Berlin – The German government plans to reform legislation on financial compliance following the demise of Wirecard, which failed to account for 1.9 billion euros (2.1 billion dollars) in assets.
A “competent, effective and efficient financial reporting procedure” is important in order to ensure a functioning and transparent capital market, a spokesman for the Justice Ministry said on Monday.
The ministry is working together with the Finance Ministry in order to assess the scope of the necessary reform, he added.
Wirecard began insolvency proceedings after the massive hole in its accounts emerged, sending its share price into free-fall.
The funds were meant to have been held in accounts in South-East Asia, but it is now thought that these accounts never existed.
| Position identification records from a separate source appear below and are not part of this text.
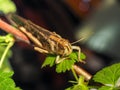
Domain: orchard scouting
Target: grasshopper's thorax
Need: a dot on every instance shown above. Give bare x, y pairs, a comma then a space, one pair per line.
60, 46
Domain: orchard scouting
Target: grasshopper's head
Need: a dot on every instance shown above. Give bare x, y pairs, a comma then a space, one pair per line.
64, 47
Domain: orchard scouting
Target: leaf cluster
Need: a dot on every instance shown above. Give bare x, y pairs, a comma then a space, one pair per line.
65, 64
6, 82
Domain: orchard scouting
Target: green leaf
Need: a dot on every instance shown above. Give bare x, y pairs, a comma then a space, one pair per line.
6, 82
50, 60
6, 43
64, 65
7, 6
106, 88
109, 76
81, 85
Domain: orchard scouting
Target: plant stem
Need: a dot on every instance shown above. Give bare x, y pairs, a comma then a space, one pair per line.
5, 53
74, 73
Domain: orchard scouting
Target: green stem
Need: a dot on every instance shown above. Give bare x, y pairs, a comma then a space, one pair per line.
5, 53
74, 74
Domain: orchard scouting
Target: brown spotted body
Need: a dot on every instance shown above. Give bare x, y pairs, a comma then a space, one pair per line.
43, 40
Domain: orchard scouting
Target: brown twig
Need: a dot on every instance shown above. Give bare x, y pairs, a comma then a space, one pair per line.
10, 29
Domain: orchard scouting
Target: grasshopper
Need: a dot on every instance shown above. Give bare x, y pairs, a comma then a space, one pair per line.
43, 40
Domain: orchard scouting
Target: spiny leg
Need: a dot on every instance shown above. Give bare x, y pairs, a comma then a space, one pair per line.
59, 60
40, 50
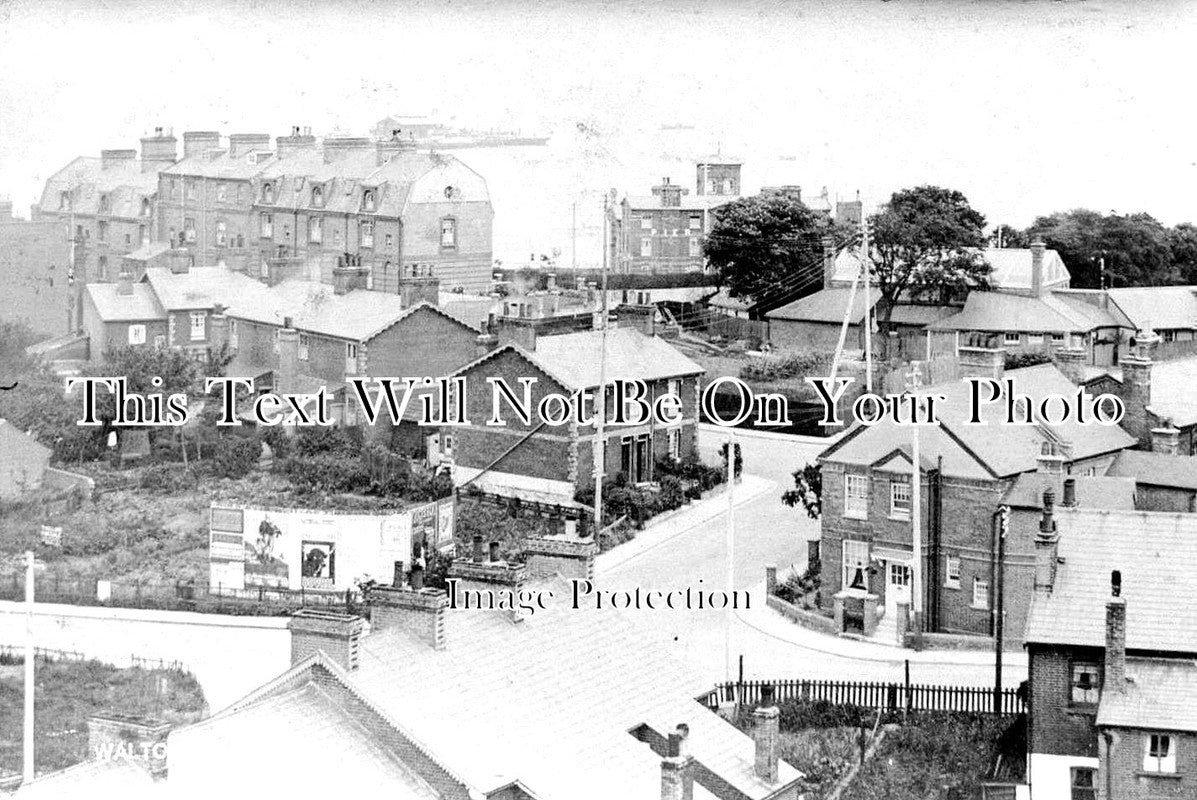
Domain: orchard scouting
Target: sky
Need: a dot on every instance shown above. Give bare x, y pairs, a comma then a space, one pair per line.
1027, 107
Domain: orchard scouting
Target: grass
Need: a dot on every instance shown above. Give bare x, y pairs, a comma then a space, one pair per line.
70, 691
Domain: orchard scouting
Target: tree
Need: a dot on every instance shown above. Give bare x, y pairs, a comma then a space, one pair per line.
807, 490
1137, 250
924, 246
765, 242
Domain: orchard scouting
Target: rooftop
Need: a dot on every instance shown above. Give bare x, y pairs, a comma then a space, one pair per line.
1156, 555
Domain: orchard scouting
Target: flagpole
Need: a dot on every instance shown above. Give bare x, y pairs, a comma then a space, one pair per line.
28, 761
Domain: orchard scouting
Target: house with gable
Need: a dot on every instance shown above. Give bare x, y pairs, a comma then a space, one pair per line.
558, 704
966, 473
553, 462
1112, 660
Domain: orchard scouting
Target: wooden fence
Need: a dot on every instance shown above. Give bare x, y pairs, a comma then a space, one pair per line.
880, 696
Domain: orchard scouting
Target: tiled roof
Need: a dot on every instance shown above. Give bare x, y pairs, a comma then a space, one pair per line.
113, 307
551, 702
1092, 492
259, 745
1161, 695
1050, 313
1004, 449
1172, 391
1156, 555
1158, 307
1155, 468
199, 288
575, 357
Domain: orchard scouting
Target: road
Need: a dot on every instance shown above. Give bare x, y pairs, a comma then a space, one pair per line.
767, 532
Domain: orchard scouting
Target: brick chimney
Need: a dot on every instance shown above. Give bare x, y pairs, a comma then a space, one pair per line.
1037, 267
332, 631
200, 143
299, 140
419, 612
765, 735
286, 379
158, 151
642, 317
487, 577
1166, 440
676, 768
563, 555
338, 149
828, 246
398, 143
1116, 636
1046, 545
110, 158
244, 143
120, 737
418, 285
517, 332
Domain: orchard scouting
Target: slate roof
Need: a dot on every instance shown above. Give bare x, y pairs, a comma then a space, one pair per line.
1092, 492
1155, 468
113, 307
1004, 450
1161, 695
1156, 555
1050, 313
1172, 391
575, 357
199, 288
1158, 307
534, 702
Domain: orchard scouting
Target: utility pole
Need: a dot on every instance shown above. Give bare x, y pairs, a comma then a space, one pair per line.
868, 301
1003, 527
28, 758
916, 496
600, 448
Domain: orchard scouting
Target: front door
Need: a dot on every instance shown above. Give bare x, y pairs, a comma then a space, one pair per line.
897, 586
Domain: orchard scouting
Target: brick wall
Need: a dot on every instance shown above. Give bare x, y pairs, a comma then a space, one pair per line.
1057, 726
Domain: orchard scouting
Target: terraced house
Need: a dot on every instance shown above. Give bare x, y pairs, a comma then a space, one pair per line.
309, 205
966, 474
The German Financial Reporting Enforcement Panel (DPR), organised under private law, conducts financial compliance checks on behalf of the state.
Deutsche Boerse, which runs the DAX stock market that lists Germany’s 30 top companies, has also promised regulatory reforms in response to the scandal.
“Trust in the capital market has obviously suffered in the past few days. As a marketplace operator, it is also our task to strengthen confidence in the capital market,” the operator said on Monday, promising “an in-depth review and revision” of its rules and regulations.
Wirecard, which provides digital payment and e-commerce services, joined the DAX top league in September 2018.
The composition of the index is reviewed quarterly, with the next review set for September.